The man who came face-to-face with a Sutherland Springs madman who killed 26 people in a Texas church says God protected him and gave him the skills to stop more deaths.
The former NRA instructor engaged Devin Patrick Kelley as he exited the church. Stephen Willeford told 40/29 News reporter Joshua Cole in a video interview on Monday:
“I’m no hero. I’m not. I think my God, my Lord, protected me and gave me the skills I needed to do what needed to be done. I just wish I could have gotten there faster. I didn’t know. I didn’t know what was happening.”
Willeford told Cole the experience was surreal saying:
“I was scared. It was surreal to me–it couldn’t be happening.”
After hearing the “pop pop pop pop” sound, a sound too familiar to the former NRA instructor, Willeford said he grabbed his rifle, loaded rounds into his magazine, and stepped out onto the street. Willeford saw a man wearing all black, a tactical helmet, and a ballistic vest, then took cover and did what he had to do saying:
“I kept hearing the shots, one after another, very rapid shots – just ‘pop pop pop pop’ and I knew every one of those shots represented someone, that it was aimed at someone, that they weren’t just random shots. He saw me and I saw him.”
In a press conference Monday, officials say Devin Patrick Kelley, the killer of 26 in the First Baptist Church of Sutherland Springs, was struck by Willeford’s gun fire twice: once in the torso and once in the leg, then dropped his rifle, got in his car, and fled the scene before he could shoot any other people outside the church.
Willeford says after he fired, he stopped a passing neighbor to asked for help telling the driver, “That guy just shot up the Baptist church.” The two climbed in the car and together, and took off in pursuit of the church killer.
The two eventually caught up to Kelley’s SUV shortly before he crashed into a road sign.

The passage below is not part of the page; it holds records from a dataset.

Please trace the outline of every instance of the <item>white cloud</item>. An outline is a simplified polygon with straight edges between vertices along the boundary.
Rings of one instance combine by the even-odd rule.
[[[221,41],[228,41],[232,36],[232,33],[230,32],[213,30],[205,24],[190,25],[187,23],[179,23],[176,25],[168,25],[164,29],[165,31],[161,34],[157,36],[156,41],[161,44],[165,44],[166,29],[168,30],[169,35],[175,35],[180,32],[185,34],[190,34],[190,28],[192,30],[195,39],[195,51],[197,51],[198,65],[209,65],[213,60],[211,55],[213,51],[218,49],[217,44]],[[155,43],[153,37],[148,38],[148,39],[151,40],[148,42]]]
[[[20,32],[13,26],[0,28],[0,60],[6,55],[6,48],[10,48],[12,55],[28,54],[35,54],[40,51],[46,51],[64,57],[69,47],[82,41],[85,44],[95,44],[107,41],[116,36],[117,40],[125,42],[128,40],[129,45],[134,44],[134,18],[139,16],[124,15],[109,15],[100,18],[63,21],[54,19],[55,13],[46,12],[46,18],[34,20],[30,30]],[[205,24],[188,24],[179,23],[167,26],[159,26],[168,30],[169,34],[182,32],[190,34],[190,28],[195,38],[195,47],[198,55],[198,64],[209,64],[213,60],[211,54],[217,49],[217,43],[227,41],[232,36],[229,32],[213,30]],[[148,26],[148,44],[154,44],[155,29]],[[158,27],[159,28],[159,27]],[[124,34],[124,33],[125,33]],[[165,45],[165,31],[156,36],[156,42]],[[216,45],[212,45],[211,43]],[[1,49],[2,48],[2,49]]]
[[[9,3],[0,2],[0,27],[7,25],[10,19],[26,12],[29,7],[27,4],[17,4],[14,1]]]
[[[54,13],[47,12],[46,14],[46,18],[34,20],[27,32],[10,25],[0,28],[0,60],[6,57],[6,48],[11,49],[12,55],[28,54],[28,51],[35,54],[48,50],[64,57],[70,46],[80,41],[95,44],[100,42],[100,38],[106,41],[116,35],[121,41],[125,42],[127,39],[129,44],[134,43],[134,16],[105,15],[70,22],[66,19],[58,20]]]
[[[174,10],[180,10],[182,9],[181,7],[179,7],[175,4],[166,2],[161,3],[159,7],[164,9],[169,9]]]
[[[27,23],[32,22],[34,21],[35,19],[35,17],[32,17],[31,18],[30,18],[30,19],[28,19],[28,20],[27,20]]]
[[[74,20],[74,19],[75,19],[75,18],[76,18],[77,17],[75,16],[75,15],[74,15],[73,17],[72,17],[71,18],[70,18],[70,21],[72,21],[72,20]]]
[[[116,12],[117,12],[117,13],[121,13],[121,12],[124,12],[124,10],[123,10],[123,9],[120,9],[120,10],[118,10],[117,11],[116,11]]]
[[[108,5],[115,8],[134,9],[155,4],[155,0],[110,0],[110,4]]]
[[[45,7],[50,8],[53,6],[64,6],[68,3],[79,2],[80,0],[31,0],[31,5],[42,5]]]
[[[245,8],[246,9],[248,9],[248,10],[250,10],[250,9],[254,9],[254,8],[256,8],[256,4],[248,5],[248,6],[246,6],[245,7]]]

Willeford says he and the driver shouted at Kelley to get out of his truck, but there was no movement. They later learned Kelley shot himself in the head after calling his father.
Willeford’s family has lived in the unincorporated Texas community of Sutherland Springs for four generations. Many of those who died or were wounded were friends of his, and says he is not a hero, but others are sure to disagree.